PASADENA, CALIF.- What does it mean to create when the relationship between humans and algorithms is constantly shifting?
The commercialization and distribution of personal computers and software beginning in the 1970s, paved the way for the significant advancements in machine learning and artificial intelligence the world is currently experiencing. These algorithmic technologies have rapidly transformed the possibilities of typography, visual communication, and culture, both aesthetically and systematically.
An algorithm is a sequence of instructions or parameters that automate a process to create a generative system. Digital Witness: Algorithmic Spaces for Typography and Language is an exhibition that explores how collaborating with computers through algorithmic thinking and computational processes are influencing typography and language. The work featured in the exhibition highlights how creativity has evolved into a dialogue between humans and machines.
In conjunction with Los Angeles County Museum of Arts concurrent exhibition, Digital Witness: Revolutions in Design, Photography, and Film, which examines the broader influence of image manipulation tools, this satellite section at the HMCT Gallery focuses on typographical generative processes. It is a space where the artists input and interaction with their tools of choice are as integral and unique as the visual output.
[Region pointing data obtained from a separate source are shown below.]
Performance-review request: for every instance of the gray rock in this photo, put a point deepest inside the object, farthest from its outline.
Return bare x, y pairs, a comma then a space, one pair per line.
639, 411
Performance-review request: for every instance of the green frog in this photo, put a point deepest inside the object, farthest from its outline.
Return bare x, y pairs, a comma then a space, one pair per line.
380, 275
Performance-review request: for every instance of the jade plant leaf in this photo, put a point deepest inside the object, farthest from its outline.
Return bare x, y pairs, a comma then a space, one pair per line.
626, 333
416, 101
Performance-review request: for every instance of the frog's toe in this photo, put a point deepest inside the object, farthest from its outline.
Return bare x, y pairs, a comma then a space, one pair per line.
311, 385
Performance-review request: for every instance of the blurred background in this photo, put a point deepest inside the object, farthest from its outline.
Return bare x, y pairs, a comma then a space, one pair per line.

The exhibition features the work of Vera Van de Seyp, Martín Azambuja, Andrea Trabucco-Campos, Allison Parrish, Michael Schmitz, and Anne-Dauphine Borione (aka Daytona Mess).
Michael Schmitzs genoTyp is a program developed 20 years ago that allows the computer to breed typefaces through a process that mimics biological genetic rules. Allison Parrishs work utilizes machine learning to create computational poetry, addressing the unusual phenomena that blossom when language and computers meet. Vera Van de Seyp explores generative design tools, computational typography, and artificial intelligence to speculate where these might lead graphic designers and typographers. Artificial Typography by Andrea Trabucco-Campos and Martín Azambuja responds to the rapid integration of AI into mainstream culture via the introduction of AI engine Midjourney in 2023, exploring letterforms as if created by iconic modernist and classical artists. Anne-Dauphine Boriones variable type experiments, created in the font design software Glyphs, incorporate code solutions from ChatGPT to realize complex yet precise ideas that shift in and out of legibility.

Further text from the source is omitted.